A group of high school students managed to infiltrate the school district’s records management system. Once in they changed grades for students who paid them to accomplish this task. The students said in addition to the money, they did it for kicks, to prove they could do it.
- Moving files
A high school student taking a networking class hacked into an administrator’s user file. Once in, he changed student’s passwords, remotely shut down computers, and created and copied folders in an assistant principal’s file. He just wanted to see what he could get away with and did not do any real damage despite his capability to do so.
- Unauthorized access
A third-grade student used the teacher’s password to gain access to the instructor’s portion of the blackboard online learning environment. Once in, he changed some student’s passwords and some of the homework assigned.
- Hacking the School as a Project
A 15-year-old student used three hacking programs to gain access to the district records management system in 200 milliseconds. Once in, he lowered his grades, since he could not raise them, he already had 4.0. He then wrote a three-page paper on how to improve the security of the system.
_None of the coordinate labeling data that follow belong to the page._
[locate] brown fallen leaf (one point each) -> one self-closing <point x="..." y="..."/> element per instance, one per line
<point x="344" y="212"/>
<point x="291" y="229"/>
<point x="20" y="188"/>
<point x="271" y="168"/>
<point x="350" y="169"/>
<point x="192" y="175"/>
Finally, he proceeded to help the district to improve the security of the network in general.
Education institutions need prioritize cybersecurity as cyberattacks are occurring as frequently in education sectors contrary to popular belief. In fact, cyberattacks are gaining ground in prevalence year-on-year as instances of data breaches in schools and higher education are widely reported.
It is a fact that cybersecurity in Education is necessary to protect against not only financial loss and prevent disruption, it is also to protect students from any means of danger of harm. Which is why we need to do everything to ensure any applications or systems that we have in these educational institutions are protected at all cost.